The fifth drawback is the “control” group, which comprises respondents who have not adopted any coping strategy. In particular, the surveys used in the empirical analysis do not record information related to whether the respondent was not actually in need of coping with the pandemic or whether they had no access to any of the coping strategies explored. However, in all estimates, we find a lower level of well-being for those who adopted one or more than one coping strategies.

Also, there is an additional open question about whether the respondents have adopted a coping strategy other than the mentioned ones. However, those who have answered this question are very few, ranging around 0.08 and 0.35 per cent, and the surveys do not record the type of strategy adopted. Moreover, the surveys cover a wide range of potential strategies that can be followed to cope with employment losses and reductions in income. In the supplementary material, we discuss an alternative procedure of taking the predicted household income values. Furthermore, we report the robustness checks across gender and wages.

Conclusions

In this study, we have attempted to explore the role of various coping strategies followed during the COVID-19 pandemic in Egypt, Jordan, Morocco, and Tunisia. Furthermore, we have estimated the well-being costs that show how much the respondents who have adopted a coping strategy require to equivalise their well-being levels with those who have not adopted any coping strategy. In most cases, we found the most considerable inequalities in the perception of the future economic well-being in the coping strategy of borrowing from banks and employers, except for households in Jordan, where households borrowing money from family and relatives face higher inequalities. On the other hand, we found the most significant inequalities in mental health for households that had to return to family or villages in Morocco and Tunisia and those households that had to sell their assets in Jordan.

The results may provide insights into future studies exploring the inequalities between individuals in different households and the intra-household or within-household inequalities. Furthermore, the results may show the required support governments should have provided to those affected by the COVID-19 pandemic and the relationship between support, government budget deficit and public debt accumulated. In particular, the study may offer insights into the design of policies and safety nets, including unemployment benefits, health insurance, furlough, and job retention schemes to support people during the pandemic and economic recessions.

The findings also reveal a need for further studies and intervention for the population, especially those with a higher stress risk, such as women, informal and temporary workers and those implementing specific coping strategies.
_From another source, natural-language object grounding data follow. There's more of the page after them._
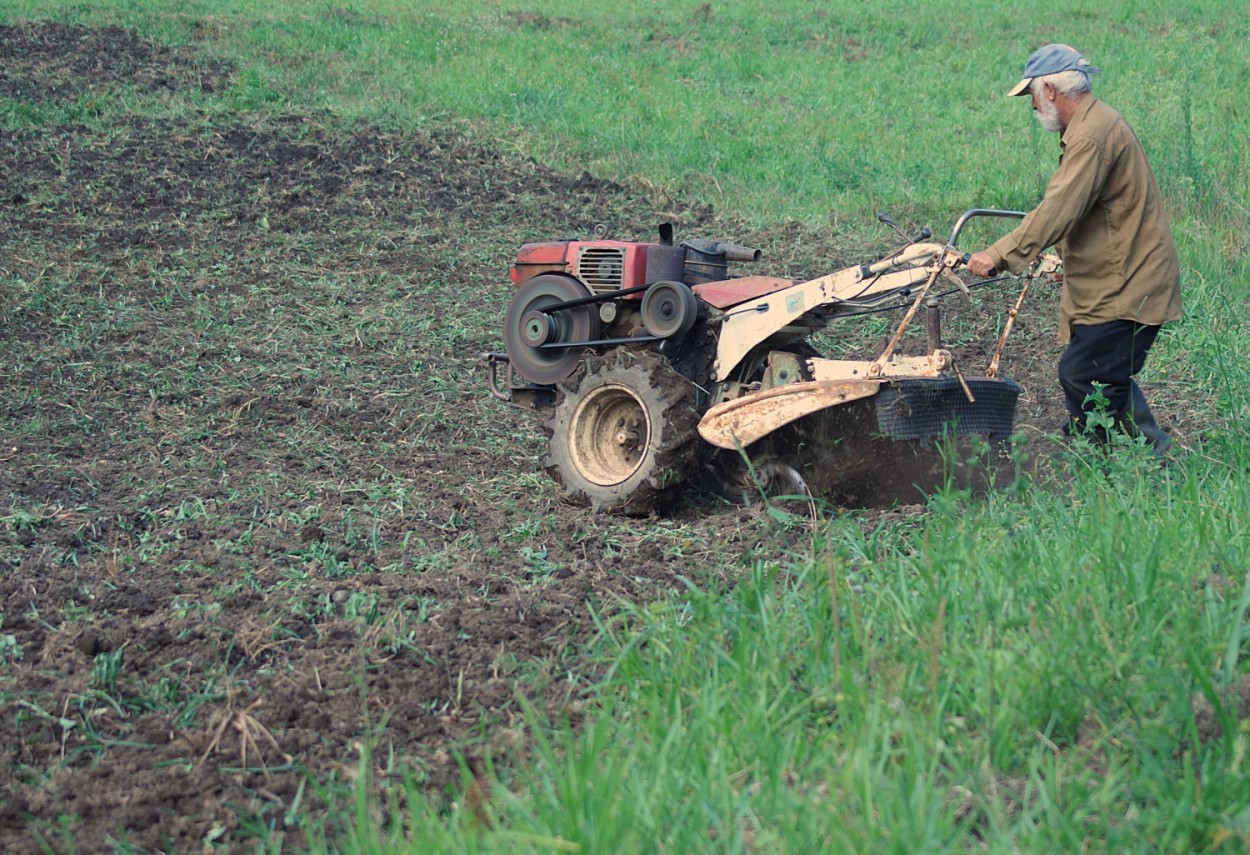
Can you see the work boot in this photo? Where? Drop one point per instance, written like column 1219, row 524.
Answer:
column 1138, row 420
column 1144, row 420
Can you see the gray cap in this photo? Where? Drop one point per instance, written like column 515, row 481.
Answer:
column 1051, row 59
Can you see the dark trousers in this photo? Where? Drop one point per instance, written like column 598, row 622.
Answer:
column 1110, row 354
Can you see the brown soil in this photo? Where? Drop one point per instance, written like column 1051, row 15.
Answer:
column 256, row 509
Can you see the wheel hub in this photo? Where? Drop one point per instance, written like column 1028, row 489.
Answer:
column 609, row 435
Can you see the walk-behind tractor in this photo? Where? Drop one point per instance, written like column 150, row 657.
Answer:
column 655, row 369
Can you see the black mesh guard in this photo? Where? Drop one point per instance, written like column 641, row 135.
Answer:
column 919, row 409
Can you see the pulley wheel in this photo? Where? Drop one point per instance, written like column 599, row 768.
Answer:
column 528, row 326
column 669, row 309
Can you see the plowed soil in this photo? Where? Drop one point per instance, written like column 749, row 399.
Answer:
column 258, row 513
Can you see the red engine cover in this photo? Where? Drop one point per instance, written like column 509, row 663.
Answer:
column 601, row 265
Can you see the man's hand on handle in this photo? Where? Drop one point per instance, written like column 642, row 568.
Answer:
column 980, row 264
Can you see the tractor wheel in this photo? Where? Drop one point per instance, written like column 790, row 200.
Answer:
column 623, row 438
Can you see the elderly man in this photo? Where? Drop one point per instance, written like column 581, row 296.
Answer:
column 1104, row 213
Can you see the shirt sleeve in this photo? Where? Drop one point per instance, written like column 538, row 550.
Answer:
column 1071, row 193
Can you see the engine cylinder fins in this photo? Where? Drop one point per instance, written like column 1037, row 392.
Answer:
column 528, row 326
column 669, row 309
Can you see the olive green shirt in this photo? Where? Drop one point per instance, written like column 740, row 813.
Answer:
column 1104, row 213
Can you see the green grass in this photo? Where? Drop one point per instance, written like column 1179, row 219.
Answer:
column 1016, row 674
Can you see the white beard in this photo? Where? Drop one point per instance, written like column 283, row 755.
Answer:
column 1048, row 115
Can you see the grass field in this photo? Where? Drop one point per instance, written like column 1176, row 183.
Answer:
column 1049, row 669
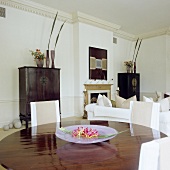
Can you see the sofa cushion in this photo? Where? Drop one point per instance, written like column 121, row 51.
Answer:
column 146, row 99
column 164, row 103
column 90, row 107
column 124, row 103
column 106, row 101
column 103, row 101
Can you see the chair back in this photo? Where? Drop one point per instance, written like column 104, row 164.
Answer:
column 154, row 155
column 145, row 113
column 43, row 112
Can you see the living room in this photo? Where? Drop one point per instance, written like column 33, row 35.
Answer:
column 27, row 26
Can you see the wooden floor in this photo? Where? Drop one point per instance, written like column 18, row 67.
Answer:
column 4, row 134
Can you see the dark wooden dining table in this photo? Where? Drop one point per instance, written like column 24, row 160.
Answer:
column 44, row 151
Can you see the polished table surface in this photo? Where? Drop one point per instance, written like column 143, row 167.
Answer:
column 24, row 151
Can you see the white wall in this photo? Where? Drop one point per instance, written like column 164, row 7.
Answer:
column 151, row 64
column 20, row 32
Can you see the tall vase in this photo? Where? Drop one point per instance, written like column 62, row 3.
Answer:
column 128, row 69
column 39, row 63
column 134, row 67
column 47, row 58
column 52, row 58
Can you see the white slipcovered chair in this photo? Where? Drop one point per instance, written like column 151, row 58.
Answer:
column 44, row 112
column 154, row 155
column 145, row 114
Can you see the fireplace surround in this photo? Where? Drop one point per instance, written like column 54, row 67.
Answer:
column 92, row 90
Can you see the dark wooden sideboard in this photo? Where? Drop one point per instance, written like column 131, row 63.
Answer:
column 129, row 85
column 37, row 84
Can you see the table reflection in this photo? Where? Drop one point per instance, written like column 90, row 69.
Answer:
column 79, row 153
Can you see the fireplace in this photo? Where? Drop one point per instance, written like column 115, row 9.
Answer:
column 92, row 90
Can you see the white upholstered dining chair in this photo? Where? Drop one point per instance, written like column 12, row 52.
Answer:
column 154, row 155
column 145, row 114
column 44, row 112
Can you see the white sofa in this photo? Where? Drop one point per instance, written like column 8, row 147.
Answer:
column 96, row 112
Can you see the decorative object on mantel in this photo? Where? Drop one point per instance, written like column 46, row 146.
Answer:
column 38, row 57
column 53, row 51
column 136, row 52
column 129, row 66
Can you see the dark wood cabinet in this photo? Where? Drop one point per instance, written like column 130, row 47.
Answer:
column 129, row 85
column 37, row 84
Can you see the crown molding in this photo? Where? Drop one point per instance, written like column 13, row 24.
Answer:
column 45, row 11
column 36, row 8
column 81, row 17
column 163, row 31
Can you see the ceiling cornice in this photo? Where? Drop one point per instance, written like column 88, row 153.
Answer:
column 45, row 11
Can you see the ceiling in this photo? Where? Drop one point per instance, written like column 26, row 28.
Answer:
column 134, row 16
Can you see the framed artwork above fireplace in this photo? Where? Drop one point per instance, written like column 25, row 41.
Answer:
column 97, row 63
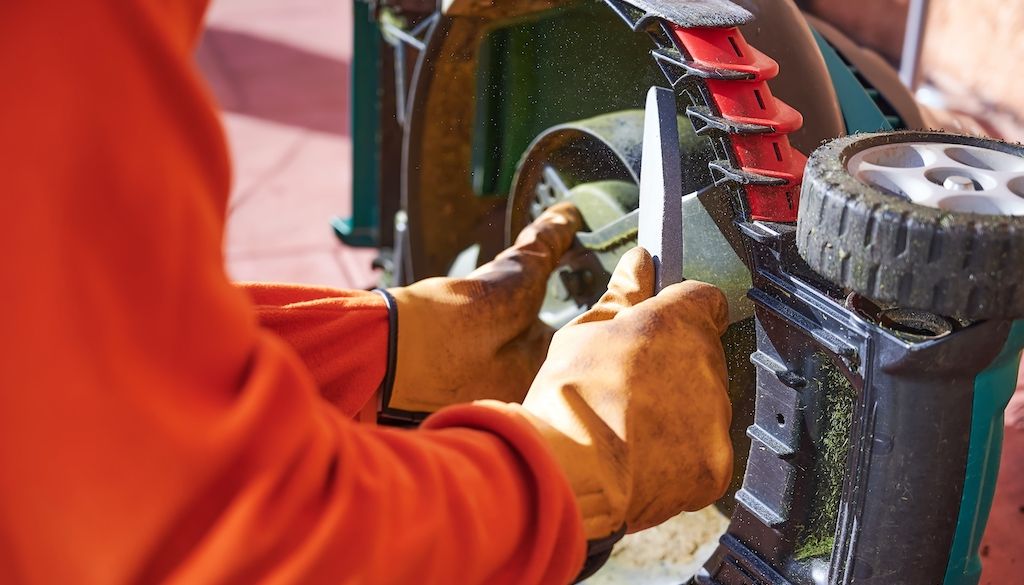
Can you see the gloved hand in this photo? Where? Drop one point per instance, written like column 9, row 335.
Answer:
column 479, row 337
column 632, row 400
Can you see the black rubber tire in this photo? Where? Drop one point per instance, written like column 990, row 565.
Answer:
column 958, row 264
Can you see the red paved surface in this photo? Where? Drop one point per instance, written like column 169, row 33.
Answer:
column 280, row 70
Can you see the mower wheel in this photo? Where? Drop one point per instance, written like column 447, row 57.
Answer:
column 924, row 220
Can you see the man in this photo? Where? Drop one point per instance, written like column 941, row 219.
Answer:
column 159, row 423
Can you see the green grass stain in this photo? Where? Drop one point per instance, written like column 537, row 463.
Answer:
column 818, row 533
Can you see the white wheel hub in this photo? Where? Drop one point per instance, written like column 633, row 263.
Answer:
column 945, row 175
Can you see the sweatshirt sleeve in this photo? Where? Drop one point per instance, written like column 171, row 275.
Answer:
column 151, row 429
column 341, row 336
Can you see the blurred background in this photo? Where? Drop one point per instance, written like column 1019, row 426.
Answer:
column 280, row 71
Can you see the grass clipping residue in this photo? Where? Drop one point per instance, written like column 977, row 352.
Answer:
column 818, row 534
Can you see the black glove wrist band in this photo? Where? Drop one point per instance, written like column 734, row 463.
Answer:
column 386, row 414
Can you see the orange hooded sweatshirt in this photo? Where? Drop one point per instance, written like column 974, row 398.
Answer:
column 152, row 429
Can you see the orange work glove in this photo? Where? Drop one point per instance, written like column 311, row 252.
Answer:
column 478, row 337
column 632, row 400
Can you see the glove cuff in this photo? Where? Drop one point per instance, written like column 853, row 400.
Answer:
column 385, row 414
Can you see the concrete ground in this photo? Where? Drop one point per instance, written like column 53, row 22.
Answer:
column 280, row 71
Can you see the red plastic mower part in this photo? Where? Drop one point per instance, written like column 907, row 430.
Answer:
column 751, row 101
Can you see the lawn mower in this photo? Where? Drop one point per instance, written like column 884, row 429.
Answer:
column 872, row 267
Moreover, we have shown a method that can be used to measure inequalities in subjective well-being, which can be extended and applied in future studies using panel data across various demographic and socio-economic groups. However, the surveys should record the amount of household income to allow for more precise estimates of inequalities. Another interesting point for future studies is the well-being estimation using objective measures, such as material deprivation, exploring inter-household and intra-household inequalities.